As we see in some of Pulter’s other poems, including To Aurora 34, the desire that most interests Pulter is the soul’s desire for spiritual transcendence, not the body’s desire for earthly pleasures, often described as “clogs,” burdens, and distractions. In contrast, consider Sidney’s Astrophil, whose attempt to proceed from adoration of his beloved Stella’s beauty to love of virtue breaks down when sexual desire reasserts itself: “But ‘Ah,’ desire still cries, ‘Give me some food!’” (Astrophil and Stella, sonnet 71). In Pulter’s poem, desire still cries “Give me some death!” not as an end in itself but as the gateway to the “endless joys” of transcending the body altogether. The enjambment of the first long sentence conveys the overflow of longing and need.
Pulter uses direct address in many poems, addressing dear God in two other poems, as well as her dear daughters and dear Death. The address to God here resembles that in Psalm 55, which begins “Give ear to my prayer, O God,” and was paraphrased or translated in 1547 by Henry Howard, Earl of Surrey, in what many take as his last poem before Henry VIII had him executed for treason (“Give ear to my suit, Lord!”) and by both Sir Thomas Smith and John Dudley, Earl of Warwick, when they were prisoners in the Tower (The Arundel Manuscript of Tudor Poetry, ed. Ruth Hughey, 2 vols. [Columbus: Ohio State University Press, 1960]). For all of these imprisoned writers, paraphrasing this psalm became a vehicle for expressing political protest as well as spiritual longing. Mary Sidney also translated it (“My God, most glad to look, most prone to hear, / An open ear, oh, let my prayer find” (The Selected Works of Mary Sidney Herbert, Countess of Pembroke, ed. Margaret P. Hannay, Noel J. Kinnamon, and Michael G. Brennan [Tempe: Arizona Center for Medieval and Renaissance Studies, 2005], 200).

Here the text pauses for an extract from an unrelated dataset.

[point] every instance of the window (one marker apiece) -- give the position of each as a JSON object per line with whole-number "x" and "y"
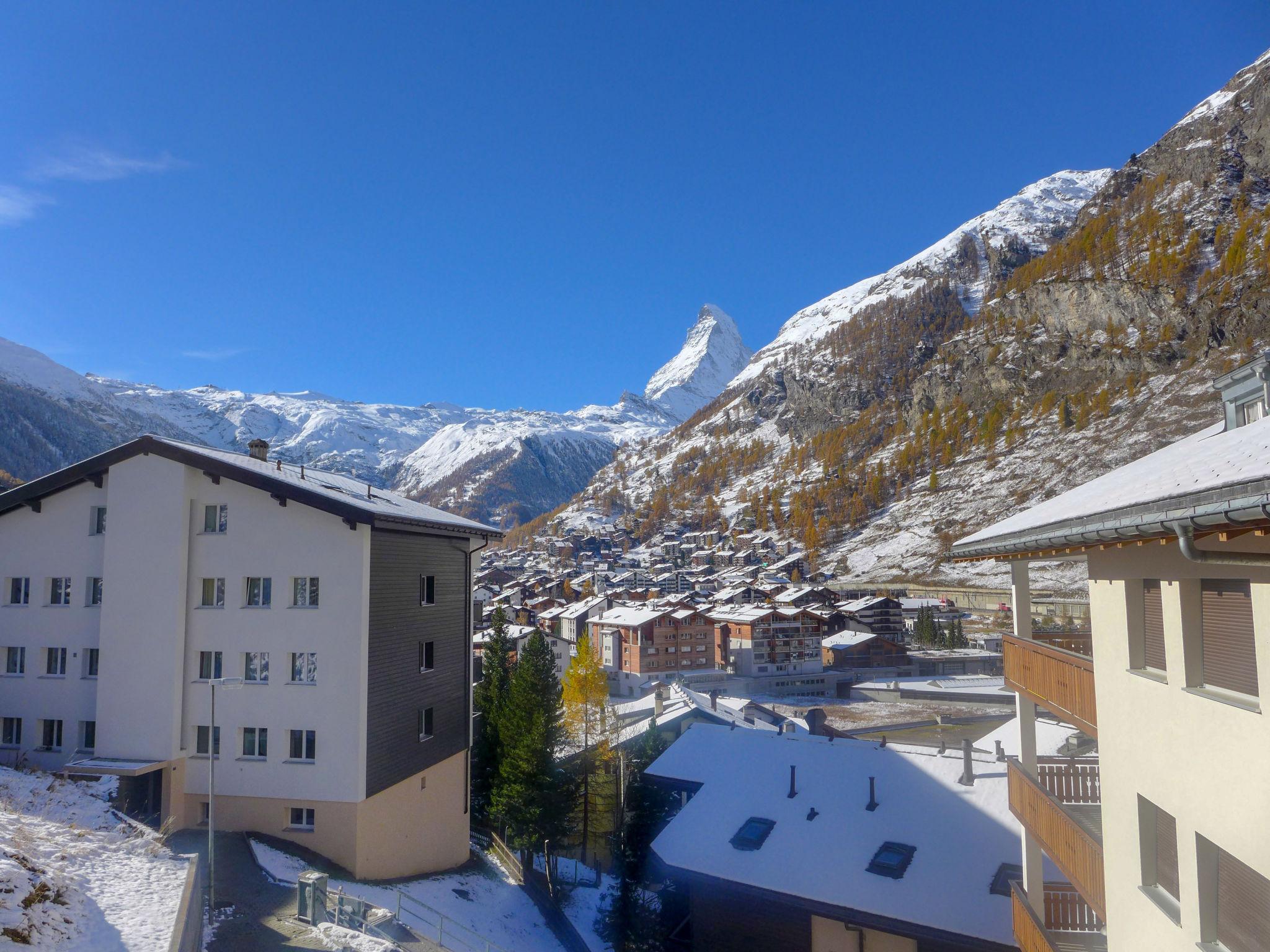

Consistently depicting death as an object of desire, Pulter’s poems about death pursue a middle path between the martyr’s longing for death and a secular longing for oblivion. Even those who faced martyrdom in the vexed landscape of post-reformation England argued that one should accept but not seek martyrdom. We can find discussions of the martyr’s relation to death in John Foxe’s fervently Protestant Acts and Monuments or in Jesuit Robert Southwell’s “Epistle of Comfort” (Desiring Death in Curations). The secular longing for release and oblivion is most famously captured in a later poem, Keats’ “Ode to a Nightingale” (1819): “for many a time / I have been half in love with easeful Death, / . . . . / Now more than ever seems it rich to die, / To cease upon the midnight with no pain.” Pulter desires death but not martyrdom; she seeks to “obliviate” the distractions and sufferings of life but not to achieve oblivion in itself. Pulter shares this relationship to death—longing for but not seeking it, depending on it as a waystation but not as an end in itself—with other religious poets across the doctrinal spectrum in the seventeenth century. For example, Richard Crashaw, a convert to Catholicism, articulates a “desire of death” in “A Song”; in “Death,” Anglican George Herbert claims that, since Christ’s crucifixion, death is grown “Much in request, much sought for as a good” (see “Desiring Death” in Curations for both poems).